As outlined in a Thursday press release, the ostensibly disease-preventing body is promoting no longer requiring that folks exposed to the virus self-quarantine, regardless of vaccination status. Workers and students are only asked to wear a "high-quality" mask for ten days, and to test for the virus on day five. Oh, and pretty much no more contact-tracing, either — only in rare cases, as per the "streamlined" guidelines. Vaccines are still encouraged, including all future boosters.

These are very surprising changes, especially given that the newest variant, BA.5 — which has had high reinfection rates — hasn't even been around for that long yet, while the yet-to-be-explained phenomenon of long COVID continues to upend the lives of many. Also missing from the new guidelines is even the suggestion that people wear masks in crowded indoor spaces or transportation hubs.

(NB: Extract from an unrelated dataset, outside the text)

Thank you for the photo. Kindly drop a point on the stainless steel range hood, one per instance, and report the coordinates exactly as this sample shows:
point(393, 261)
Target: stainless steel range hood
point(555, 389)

Is it just us, or does this all seem pretty stupid, even by American standards? Obviously folks have to move on with their lives, but commonsense precautions — like staying home when you're testing positive — would almost certainly save lives. Remember, this virus is still killing almost 500 Americans every single day.

So really, what's changed? Could President Joe Biden's valiant defeat of the viral bug have scared COVID back into the shadow realm from whence it came? Between the ongoing Monkeypox outbreak and polio running rampant in New York sewage, do public health authorities simply have too much new (or new-old) disease on their plate?

"We know that COVID-19 is here to stay," CDC epidemiologist Greta Massetti said at a Thursday news briefing, according to The New York Times. "High levels of population immunity due to vaccination and previous infection, and the many tools that we have available to protect people from severe illness and death, have put us in a different place."

As the NYT reports, some experts see the "streamlined" guidelines — which appear to be much less focused on preventing the spread of the disease, and much more focused on preventing severe illness — as an exciting sign of forward movement.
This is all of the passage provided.